How GIPHY uses Fastly to Achieve Global Scale
April 20, 2021 by

GIPHY serves a lot of GIF media content. Over 10 billion pieces of content per day, in fact. In addition to media requests, which represent the actual download of GIFs, we also provide public API and SDK services for developers to use in their products, which gives their users access to our enormous library.

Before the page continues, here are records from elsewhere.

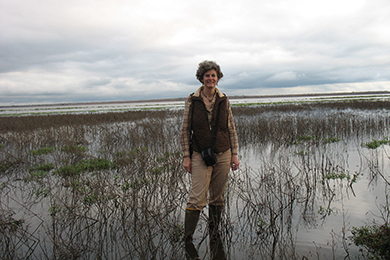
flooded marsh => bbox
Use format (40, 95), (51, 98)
(0, 100), (390, 259)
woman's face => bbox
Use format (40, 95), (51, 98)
(202, 69), (219, 88)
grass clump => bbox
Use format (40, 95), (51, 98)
(31, 147), (55, 155)
(56, 158), (116, 177)
(363, 137), (390, 149)
(352, 223), (390, 259)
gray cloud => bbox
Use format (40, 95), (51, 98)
(0, 0), (390, 104)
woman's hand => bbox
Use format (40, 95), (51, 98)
(183, 157), (191, 173)
(230, 154), (240, 171)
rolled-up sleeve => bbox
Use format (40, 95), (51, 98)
(180, 96), (191, 157)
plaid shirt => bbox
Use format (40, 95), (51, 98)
(180, 86), (238, 157)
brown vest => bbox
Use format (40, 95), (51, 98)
(191, 95), (230, 153)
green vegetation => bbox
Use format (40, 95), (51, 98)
(30, 147), (55, 155)
(55, 158), (116, 178)
(363, 137), (390, 149)
(352, 223), (390, 259)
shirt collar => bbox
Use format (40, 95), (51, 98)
(194, 85), (224, 97)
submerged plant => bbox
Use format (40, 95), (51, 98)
(352, 223), (390, 259)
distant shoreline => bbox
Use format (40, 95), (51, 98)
(0, 90), (390, 108)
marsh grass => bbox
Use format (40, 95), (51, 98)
(0, 98), (390, 259)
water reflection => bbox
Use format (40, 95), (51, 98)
(0, 104), (390, 259)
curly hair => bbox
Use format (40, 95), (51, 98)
(196, 60), (223, 82)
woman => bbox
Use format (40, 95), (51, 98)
(180, 61), (240, 259)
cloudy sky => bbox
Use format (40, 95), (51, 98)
(0, 0), (390, 105)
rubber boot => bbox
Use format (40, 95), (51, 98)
(184, 209), (200, 260)
(209, 205), (226, 260)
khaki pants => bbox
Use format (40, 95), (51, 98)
(187, 149), (232, 210)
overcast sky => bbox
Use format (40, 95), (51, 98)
(0, 0), (390, 105)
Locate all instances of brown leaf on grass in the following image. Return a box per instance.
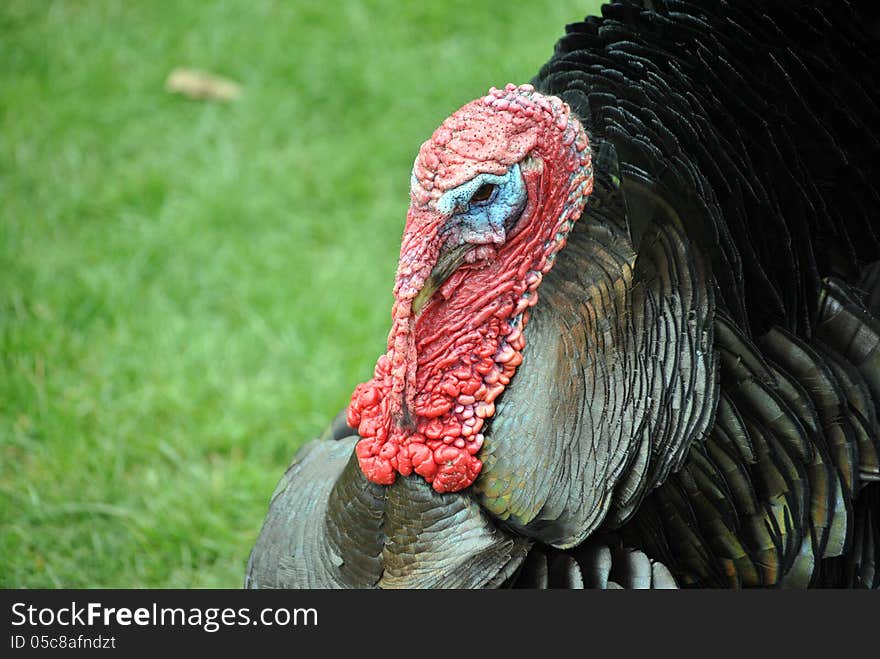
[165,68,241,101]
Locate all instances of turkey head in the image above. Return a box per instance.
[348,85,593,493]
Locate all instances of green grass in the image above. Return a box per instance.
[0,0,597,587]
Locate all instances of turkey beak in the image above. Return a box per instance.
[412,243,474,316]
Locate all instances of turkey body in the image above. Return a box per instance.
[246,0,880,588]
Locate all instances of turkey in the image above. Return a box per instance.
[246,0,880,588]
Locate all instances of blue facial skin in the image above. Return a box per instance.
[437,164,527,246]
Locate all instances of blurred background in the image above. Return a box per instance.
[0,0,599,588]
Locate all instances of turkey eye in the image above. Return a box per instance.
[471,183,495,202]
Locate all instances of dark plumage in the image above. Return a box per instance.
[247,0,880,587]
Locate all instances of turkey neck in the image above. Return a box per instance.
[475,170,715,547]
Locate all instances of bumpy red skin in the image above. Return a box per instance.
[348,85,593,492]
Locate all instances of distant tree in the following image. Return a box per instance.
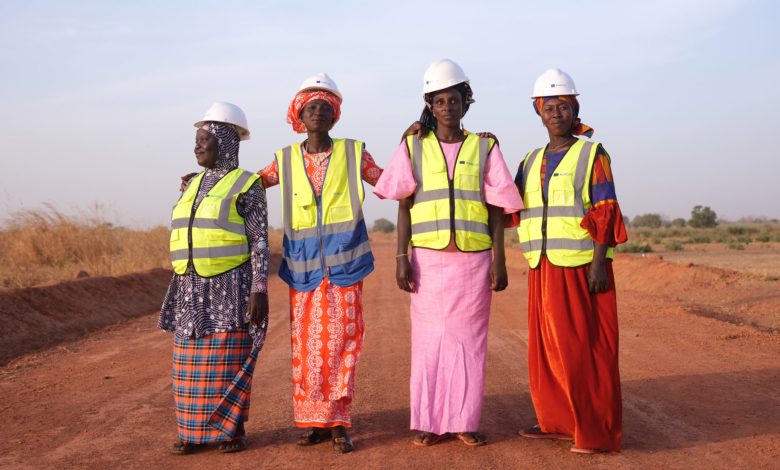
[631,214,663,228]
[688,206,718,228]
[371,219,395,233]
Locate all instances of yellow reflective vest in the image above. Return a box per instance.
[170,168,258,277]
[276,139,374,292]
[517,139,612,268]
[406,132,495,251]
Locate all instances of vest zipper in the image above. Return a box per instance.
[187,175,204,274]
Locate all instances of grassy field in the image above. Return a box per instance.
[618,222,780,280]
[0,207,282,288]
[0,208,170,288]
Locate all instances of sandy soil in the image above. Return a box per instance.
[0,237,780,468]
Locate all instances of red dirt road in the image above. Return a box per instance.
[0,235,780,468]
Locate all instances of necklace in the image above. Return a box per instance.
[547,137,577,152]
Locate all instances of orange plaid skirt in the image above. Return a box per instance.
[173,331,258,444]
[290,278,365,427]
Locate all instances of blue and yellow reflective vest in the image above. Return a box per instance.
[276,139,374,291]
[517,139,612,268]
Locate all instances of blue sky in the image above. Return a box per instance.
[0,0,780,227]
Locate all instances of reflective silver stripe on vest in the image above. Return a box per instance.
[455,219,490,235]
[520,206,583,220]
[277,145,298,241]
[568,141,593,213]
[284,256,322,273]
[412,138,490,204]
[171,243,249,261]
[412,219,490,235]
[414,188,482,204]
[523,149,543,192]
[412,219,450,235]
[171,218,246,235]
[520,238,593,253]
[325,240,371,266]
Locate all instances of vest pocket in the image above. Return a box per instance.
[290,191,316,230]
[326,206,352,223]
[548,189,574,207]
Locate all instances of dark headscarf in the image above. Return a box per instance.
[201,121,240,171]
[420,82,474,130]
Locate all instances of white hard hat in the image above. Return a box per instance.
[531,69,579,98]
[195,101,249,140]
[423,59,469,94]
[298,72,342,103]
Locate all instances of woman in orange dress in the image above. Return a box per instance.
[260,74,382,453]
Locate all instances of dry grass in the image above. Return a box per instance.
[0,206,282,288]
[0,207,170,288]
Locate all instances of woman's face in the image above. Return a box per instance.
[195,129,219,168]
[431,88,463,128]
[539,98,574,137]
[301,100,333,132]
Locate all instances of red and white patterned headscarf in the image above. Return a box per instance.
[287,90,341,134]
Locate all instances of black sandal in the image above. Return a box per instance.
[219,436,246,454]
[298,428,330,446]
[331,426,355,454]
[171,441,206,455]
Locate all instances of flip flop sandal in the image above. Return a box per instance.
[412,432,449,447]
[569,446,604,454]
[171,441,205,455]
[298,428,330,446]
[519,424,572,441]
[219,436,246,454]
[333,436,355,454]
[456,432,487,447]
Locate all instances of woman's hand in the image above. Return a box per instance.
[588,258,609,294]
[490,258,509,292]
[395,256,414,292]
[179,173,198,193]
[401,121,428,142]
[477,132,498,145]
[247,292,268,327]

As with many tech companies with large daily traffic volume, we have scalability challenges. Our systems have to be able to handle a high volume of requests (in the 100K requests per second range) and have a low latency response. There’s nothing worse than waiting for something to load — especially a GIF!
This is where an edge cloud platform plays a role: instead of making our AWS servers handle every request that comes our way, an edge cloud platform caches as much of the media content and search result JSON payload as possible. This works well because neither media content, nor API responses change often. The edge cloud platform servers also distribute the request load among various regions. We use Fastly as our edge cloud platform provider to help us serve billions of pieces of content to our users.
Fastly Solution
Fastly provides a variety of features that allow us to deliver content at scale. These features can be broadly categorized as:
– Cache Layering
– Cache Management
– Edge Computing
Cache Layering
A basic edge cloud platform set up has the content cached at the edge. These server nodes are distributed globally and deliver the cached content to users making requests in their region. In the event the edge node does not have the content, it will make a request to our origin server to retrieve it.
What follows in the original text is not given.